Jelena Antic, quant à elle, examine dans : « Les topos de l’éros dans les romans d’Anne Hébert : Aurélien, Clara, Mademoiselle et le Lieutenant anglais et Est-ce que je te dérange ? » la thématique de l’amour et du désir dans quelques romans d’Anne Hébert. Bien qu’elle y soit le plus souvent allusive, la sexualité dans ce corpus traduit les rôles sociaux attribués par l’idéologie dominante, conformément aux normes communément admises dans la société québécoise patriarcale. Les personnages hébertiens vivent avec déchirement leurs histoires d’amours contrariées et impossibles, leurs métamorphoses entaillées entre leur vouloir être libre généré par l’éros d’une part, et d’autre part leur devoir être, imposé par l’interdit patriarcal. La représentation des scènes sexuelles présente diverses prérogatives : elle est conçue comme, d’un côté, un enjeu à la fois d’oppression et d’émancipation, et, de l’autre côté, un indice de hiérarchisation des rôles et des pouvoirs entre les deux sexes.
« Nommer, c’est montrer et montrer, c’est changer »[10], écrit Jean-Paul Sartre. En choisissant la poétique de la sexualité, comme thématique à notre revue, nous souhaitons changer notre façon de nous voir, de revoir le(s) rapport(s) à notre corps, d’entrevoir le corps de l’Autre, c’est probablement ce à quoi aspire ce treizième numéro de Legs et littérature en mettant ainsi en avant le sexe et sa mise en texte.
Mourad Loudiyi, Ph.D
[1] Dictionnaire Felix Gaffiot. Colonne II Page 1435.
[2] Épicure, Maxime X, traduction de l’abbé Charles Batteux, 1758.
[3] N’ DA Pierre : « Le sexe romanesque comme moteur et enjeu de l’écriture postmoderne » in Le postmodernisme dans le roman africain. Formes, enjeux et perspectives, Adama COULIBALY, Philip Amangoua ATCHA, Roger TRO DEHO (dir.), Paris, L’Harmattan, 2011, pp. 67-82.
[4] Julien Green, Journal /, 4 avril 1933, IV, p. 235
[5] Paul Hoffman, «Un Montesquieu antiféministe», Travaux de linguistique et de littérature, Université de Strasbourg, vol. XVIII, n° 2, 1980, p. 139.
[6] Voir Montesquieu, Lettres persanes, Lettre 161.
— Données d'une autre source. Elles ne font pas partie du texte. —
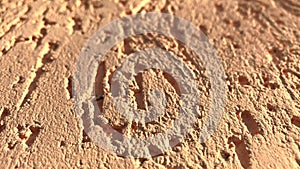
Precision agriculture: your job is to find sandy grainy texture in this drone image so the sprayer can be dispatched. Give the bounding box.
[0,0,300,168]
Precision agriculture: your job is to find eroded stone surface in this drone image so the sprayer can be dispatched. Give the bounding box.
[0,0,300,168]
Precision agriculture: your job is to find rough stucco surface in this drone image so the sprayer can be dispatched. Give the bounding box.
[0,0,300,168]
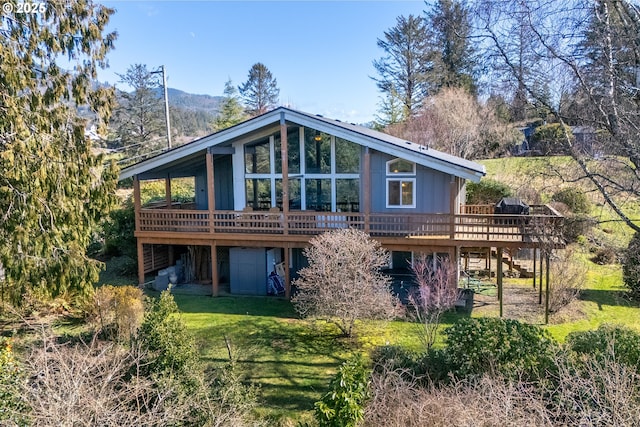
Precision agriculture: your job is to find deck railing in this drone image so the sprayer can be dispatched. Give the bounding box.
[138,206,563,242]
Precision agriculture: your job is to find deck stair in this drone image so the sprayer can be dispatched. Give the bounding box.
[491,248,533,279]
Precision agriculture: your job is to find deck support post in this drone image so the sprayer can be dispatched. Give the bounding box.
[280,112,289,236]
[538,249,544,304]
[533,248,538,289]
[284,245,291,299]
[362,147,371,234]
[449,175,458,240]
[496,248,502,317]
[164,174,173,209]
[206,150,216,233]
[136,239,144,285]
[210,240,218,297]
[540,254,551,325]
[133,175,144,285]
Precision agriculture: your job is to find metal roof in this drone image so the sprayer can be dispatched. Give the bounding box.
[120,107,486,182]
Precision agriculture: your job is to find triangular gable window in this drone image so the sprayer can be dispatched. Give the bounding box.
[387,159,416,175]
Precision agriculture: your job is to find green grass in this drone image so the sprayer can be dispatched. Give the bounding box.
[170,295,468,425]
[547,256,640,342]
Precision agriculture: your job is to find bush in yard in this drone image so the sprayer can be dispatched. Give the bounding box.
[467,179,513,205]
[136,291,199,390]
[291,229,399,336]
[567,324,640,372]
[0,337,26,425]
[102,197,138,260]
[444,317,557,380]
[369,345,415,371]
[549,249,587,313]
[89,285,144,342]
[408,254,458,350]
[551,187,591,214]
[315,354,370,427]
[622,233,640,299]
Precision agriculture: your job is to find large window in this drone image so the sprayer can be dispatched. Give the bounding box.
[336,179,360,212]
[387,159,416,208]
[336,138,360,173]
[276,178,302,211]
[245,178,272,210]
[305,179,331,212]
[387,178,416,208]
[274,126,300,173]
[304,129,331,174]
[387,159,416,175]
[243,129,361,212]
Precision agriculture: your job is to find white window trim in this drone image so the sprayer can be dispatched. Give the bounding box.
[386,158,416,176]
[385,176,417,209]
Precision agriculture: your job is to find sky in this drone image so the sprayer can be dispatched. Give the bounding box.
[99,0,426,123]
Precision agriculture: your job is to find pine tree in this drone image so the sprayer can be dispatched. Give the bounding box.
[110,64,166,161]
[373,15,430,120]
[0,0,117,302]
[427,0,476,93]
[213,79,247,132]
[238,62,280,117]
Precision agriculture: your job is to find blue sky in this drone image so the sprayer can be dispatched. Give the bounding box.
[100,1,426,123]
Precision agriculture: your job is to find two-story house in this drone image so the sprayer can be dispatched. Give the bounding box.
[120,107,555,296]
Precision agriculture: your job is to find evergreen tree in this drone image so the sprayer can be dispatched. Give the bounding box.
[238,62,280,117]
[373,15,430,120]
[374,89,405,130]
[0,0,117,302]
[111,64,166,161]
[213,79,247,132]
[427,0,476,94]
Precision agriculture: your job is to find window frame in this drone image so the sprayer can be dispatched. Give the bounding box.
[386,157,416,176]
[385,177,416,209]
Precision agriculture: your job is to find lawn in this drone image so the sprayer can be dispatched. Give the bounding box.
[170,247,640,425]
[170,295,468,425]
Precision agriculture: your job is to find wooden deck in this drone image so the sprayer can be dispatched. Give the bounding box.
[136,205,563,246]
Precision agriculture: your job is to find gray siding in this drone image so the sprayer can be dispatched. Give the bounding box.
[371,151,451,213]
[194,155,234,210]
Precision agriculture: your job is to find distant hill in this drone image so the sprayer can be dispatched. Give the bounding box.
[158,88,224,116]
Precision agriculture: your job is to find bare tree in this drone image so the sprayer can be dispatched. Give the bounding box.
[291,229,399,336]
[387,88,514,159]
[363,356,640,427]
[475,0,640,232]
[549,249,587,313]
[409,254,458,349]
[373,15,429,123]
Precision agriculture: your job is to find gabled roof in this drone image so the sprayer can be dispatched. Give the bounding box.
[120,107,486,182]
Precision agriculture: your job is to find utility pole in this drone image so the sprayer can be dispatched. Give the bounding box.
[151,65,171,149]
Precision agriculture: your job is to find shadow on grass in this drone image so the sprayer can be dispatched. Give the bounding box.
[174,295,298,319]
[579,289,640,310]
[7] Marc-Alain Descamps a raison de tenir ces propos : « Le corps est un symbole dont use une société pour parler de ses fantasmes. […] Le corps que nous vivons n’est donc jamais pleinement nôtre. Nous sommes pénétrés par la société qui nous traverse de part en part, ce corps n’est pas mon corps, c’est une image sociale ». (L’invention du corps, Paris, PUF, 1989).
[8] Claudine Monteil, Simone de Beauvoir, modernité et engagement, Paris, L’Harmattan, 2009.
[9] Lettre de D.H. Lawrence à Nancy Pearn, le 12 avril 1927.
[10] Jean Paul Sartre, Qu’est-ce que la littérature ?, Paris, Gallimard, 1948, p. 105.